Understanding Arp Poisoning

Understanding Arp Poisoning

Introduction:

Sniffing in a non-switched network where hub is used is a very easy process as you can capture every packet flowing on the network. You just need to run the sniffer and you are done. But when it comes to switched network things are little different as switch are intelligent enough to route the packets to destination Mac only. So if we start sniffer on our machine then we can only sniff the data, which is intended to send to our machine only. So to capture the data over a switched network we use a technique called Arp poisioning. Before we discuss the tidbits of Arp posioning, let us have a look over how communication takes place over a network or say LAN.
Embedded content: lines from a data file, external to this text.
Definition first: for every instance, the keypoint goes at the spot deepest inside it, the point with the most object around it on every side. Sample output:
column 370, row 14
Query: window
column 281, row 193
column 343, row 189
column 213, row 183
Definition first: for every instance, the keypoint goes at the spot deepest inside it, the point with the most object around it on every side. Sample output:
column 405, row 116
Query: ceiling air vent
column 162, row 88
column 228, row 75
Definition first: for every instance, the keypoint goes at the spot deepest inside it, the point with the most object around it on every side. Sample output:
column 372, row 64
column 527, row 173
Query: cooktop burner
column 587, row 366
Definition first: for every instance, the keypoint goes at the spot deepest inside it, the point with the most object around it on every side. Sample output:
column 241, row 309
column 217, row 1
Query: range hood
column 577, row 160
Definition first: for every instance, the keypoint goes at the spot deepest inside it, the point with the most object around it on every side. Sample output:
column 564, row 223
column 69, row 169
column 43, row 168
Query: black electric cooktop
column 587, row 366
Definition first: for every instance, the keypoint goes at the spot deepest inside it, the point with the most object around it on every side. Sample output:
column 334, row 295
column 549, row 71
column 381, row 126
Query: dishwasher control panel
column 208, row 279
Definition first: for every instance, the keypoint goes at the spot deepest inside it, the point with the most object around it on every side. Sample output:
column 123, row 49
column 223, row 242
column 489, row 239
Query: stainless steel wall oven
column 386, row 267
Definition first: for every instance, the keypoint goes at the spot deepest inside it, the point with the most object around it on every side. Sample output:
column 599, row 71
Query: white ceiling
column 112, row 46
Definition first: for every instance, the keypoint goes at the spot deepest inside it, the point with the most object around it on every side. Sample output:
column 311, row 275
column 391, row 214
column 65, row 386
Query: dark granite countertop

Say there are two host on a network host a and host b. now a application on host a want to send any data or any packet to host b then it must need to know where it is. As application works on the IP basis so it only tells the NIC (network interface card) of host a that "I want to send a packet to this ip". Now to know where this ip address belong on network host a needs to be aware of the Mac address of host b as the data communication takes of on the Mac address basis. Because lower layer of OSI model doesn't know about the upper levels. So host a will broadcast a query something like "what is the Mac corresponding to host b ip?"
As it a broadcast so every machine on the network will get it and when it reaches to host b, it will send a arp reply packet like "Mac address corresponding to my ip is this". It will be a unicast packet to host a .as host a only sent this packet.

Now on reciving an Arp reply host a knows to which Mac address it should send the packet. It also maintains an Arp table, which contains all the Mac address corresponding to an ip address. So that it does not need to send the arp request every time it want to send packet to host b. so next time is host a want to send packet to host b then it will simply look in to that table and send find out the Mac address of host b. in that way it reduces the network traffic and time. Other wise there would be too much network traffic over network as for sending each packet host a need to send a arp request and host b need to send a reply.

Note: there are two types of Arp tables on is static Arp and another is dynamic Arp. Dynamic Arp entries refresh every 3 min (on windows sytem, configurable on *nix os), while static Arp doesn't got refresh until you manually edit them or shutdown/restart the system.

So this is how communication takes place over a LAN.

How Arp Poisoning works?

Now there is an attack vector associated with concept. When a arp reply packet comes to host a, it blindly assumes that it is the replay from host b. there is no validation on host a that if it has sent any arp request packet or not? When it get an Arp reply it simply add/update the entry in its Arp table.
Now suppose there is another host ,host c on the network,Now what host c will do if he want to capture the data flowing between host a and host b?
Simple it will create two spoofed/faked Arp request packet and send them to host a and host b as following:

It will send an Arp packet with its own Mac address and ip address of host b to host a. 
And it will send an Arp packet with its own Mac and host a ip address to host b.

So now network is something like this:



So now suppose host a want to send any packet to host b then it will look in to its arp table so it will get Mac of c instead of Mac of b, when it look for ip of b. so it send the packet to Mac address of c.
In this way the packet reached to host c.

Now it is responsibility of host c to make a copy of this packet and route it to host b otherwise communication get corrupt.

Similarly if host b want to send any packet to host a then it look in to its Arp table and then it will sends the packet to Mac address of c (as discussed above)
Here again it is responsibility of host c to route this packet after making a copy to host a, otherwise communication gets corrupt.

In this way you can capture or sniff the data over a switched network.

An interesting case: 

suppoes you are on a LAN with a gateway and you want to capture the data transmitted over Internet. Then what will you do??
Simple just poisoned every machine you want to capture which the false Mac of gateway. It mean say your machine's Mac address is 00-11-22-33-44-55 and gateway Mac is aa-bb-cc-dd-ee-ff then each host contents gateways Mac. Now if you replace the gateways Mac with your own Mac then all the machines will think that gateway is your machine and then all start sending the data to your own network. So you can make a copy and forward it to gateway. Similarly you need to poison gateway to capture incoming traffic. So what you will do it poison the gateway corresponding to all the machines you are capturing with the Mac address of our own. In this way you can capture entire LAN.

Limitations of Arp poisoning:

1) You cannot capture over a managed switch as it validates the Arp entries.
2) You can only capture over a LAN. You cannot capture outside LAN as gateway or router changes the Mac with its own when it goes out of a network.